Posted Jan 31, 2013 3:36 UTC (Thu) by raven667 (subscriber, #5198) [Link]

While I'm no software engineer it seems to be that there are inherent complexities and inefficiencies in trying to abstract away non-standard features and in preventing them from being used in the main body of code, to be relegated to a separate support library. You can't pervasively make full use of possibly useful features because you have to support more impoverished environments which might not have the feature, or might have the feature but with a highly incompatible API. If you try to use the local APIs of each OS then you may end up with a different implementation for each OS, wrapped in ifdefs.

I think there is a real debate that should happen to figure out where the best place is to draw the lines for cross platform compatibility. Should one use the OpenBSD model where there is a core project that takes full advantage of all the OpenBSD-only features along with a separate project for porting that to other systems.
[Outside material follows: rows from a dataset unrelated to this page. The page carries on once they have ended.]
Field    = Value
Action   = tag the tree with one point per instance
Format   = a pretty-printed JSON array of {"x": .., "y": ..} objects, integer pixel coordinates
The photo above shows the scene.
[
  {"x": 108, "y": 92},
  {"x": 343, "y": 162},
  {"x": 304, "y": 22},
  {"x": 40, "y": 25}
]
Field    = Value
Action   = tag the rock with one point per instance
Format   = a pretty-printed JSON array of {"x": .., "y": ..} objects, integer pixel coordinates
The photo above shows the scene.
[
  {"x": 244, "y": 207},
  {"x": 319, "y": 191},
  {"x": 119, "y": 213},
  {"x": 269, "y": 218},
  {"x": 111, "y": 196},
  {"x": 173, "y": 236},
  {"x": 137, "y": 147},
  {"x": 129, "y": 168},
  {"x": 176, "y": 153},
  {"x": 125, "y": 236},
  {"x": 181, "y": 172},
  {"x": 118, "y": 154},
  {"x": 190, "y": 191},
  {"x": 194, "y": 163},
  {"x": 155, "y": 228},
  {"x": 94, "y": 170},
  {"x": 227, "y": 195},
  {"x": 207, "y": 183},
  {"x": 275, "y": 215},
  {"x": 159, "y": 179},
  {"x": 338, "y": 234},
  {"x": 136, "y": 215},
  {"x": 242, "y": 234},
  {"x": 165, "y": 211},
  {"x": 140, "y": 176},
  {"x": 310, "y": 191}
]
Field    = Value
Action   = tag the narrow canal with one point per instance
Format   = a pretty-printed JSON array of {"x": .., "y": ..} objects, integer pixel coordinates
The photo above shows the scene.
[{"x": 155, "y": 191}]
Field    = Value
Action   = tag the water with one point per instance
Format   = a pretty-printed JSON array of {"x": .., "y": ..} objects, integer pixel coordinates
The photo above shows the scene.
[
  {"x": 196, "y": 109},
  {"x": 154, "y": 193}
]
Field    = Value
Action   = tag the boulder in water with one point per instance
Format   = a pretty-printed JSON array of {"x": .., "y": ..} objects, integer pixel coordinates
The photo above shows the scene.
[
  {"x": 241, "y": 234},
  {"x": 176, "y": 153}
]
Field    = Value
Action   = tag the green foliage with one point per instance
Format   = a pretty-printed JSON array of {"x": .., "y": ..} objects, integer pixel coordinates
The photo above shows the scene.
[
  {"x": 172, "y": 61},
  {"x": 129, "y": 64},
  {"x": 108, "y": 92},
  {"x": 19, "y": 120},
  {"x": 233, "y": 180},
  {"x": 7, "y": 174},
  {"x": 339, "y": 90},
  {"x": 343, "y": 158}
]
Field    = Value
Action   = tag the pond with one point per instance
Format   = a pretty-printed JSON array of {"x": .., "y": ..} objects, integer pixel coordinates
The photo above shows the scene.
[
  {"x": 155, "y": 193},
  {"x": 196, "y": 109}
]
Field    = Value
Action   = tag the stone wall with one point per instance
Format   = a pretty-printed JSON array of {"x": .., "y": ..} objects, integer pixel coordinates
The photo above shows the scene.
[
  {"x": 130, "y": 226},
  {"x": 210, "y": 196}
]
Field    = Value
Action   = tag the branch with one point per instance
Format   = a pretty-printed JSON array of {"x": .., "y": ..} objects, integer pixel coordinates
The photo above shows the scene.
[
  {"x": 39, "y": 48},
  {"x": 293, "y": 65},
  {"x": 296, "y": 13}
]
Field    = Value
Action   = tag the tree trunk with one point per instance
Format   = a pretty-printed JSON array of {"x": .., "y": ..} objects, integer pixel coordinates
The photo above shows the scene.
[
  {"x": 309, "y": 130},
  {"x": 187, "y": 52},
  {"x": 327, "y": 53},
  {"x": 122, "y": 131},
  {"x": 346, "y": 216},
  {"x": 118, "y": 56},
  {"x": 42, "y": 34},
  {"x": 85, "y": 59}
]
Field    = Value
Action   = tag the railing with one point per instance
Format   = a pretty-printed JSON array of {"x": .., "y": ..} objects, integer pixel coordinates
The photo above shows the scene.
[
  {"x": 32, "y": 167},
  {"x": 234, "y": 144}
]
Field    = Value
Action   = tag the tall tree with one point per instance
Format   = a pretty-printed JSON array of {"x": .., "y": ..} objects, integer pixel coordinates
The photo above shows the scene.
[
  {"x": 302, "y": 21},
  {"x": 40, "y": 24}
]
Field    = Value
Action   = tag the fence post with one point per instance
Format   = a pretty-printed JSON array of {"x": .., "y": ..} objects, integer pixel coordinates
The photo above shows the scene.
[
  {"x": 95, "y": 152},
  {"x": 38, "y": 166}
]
What about the rest of user space, of desktops, where should things be tied to the particular OS by using OS features and where should things be designed for the lowest common denominator, or where is it acceptable to provide multiple implementations with ifdef.

Glibc and the kernel user-space API

Posted Jan 31, 2013 14:26 UTC (Thu) by bkw1a (subscriber, #4101) [Link]

I'm currently experimenting with the Ceph distributed filesystem, which can make use of "syncfs" if it's available. I'm running a kernel that supports syncfs (The ElRepo kernel-ml-3.7.5-1), but on a distribution (CentOS 6.3) that doesn't have a glibc that knows about this function. It would be nifty if the kernel came with a "liblinux" that implemented things like this, instead of the daunting (non-starter, really) prospect of upgrading to a new glibc just to get syncfs.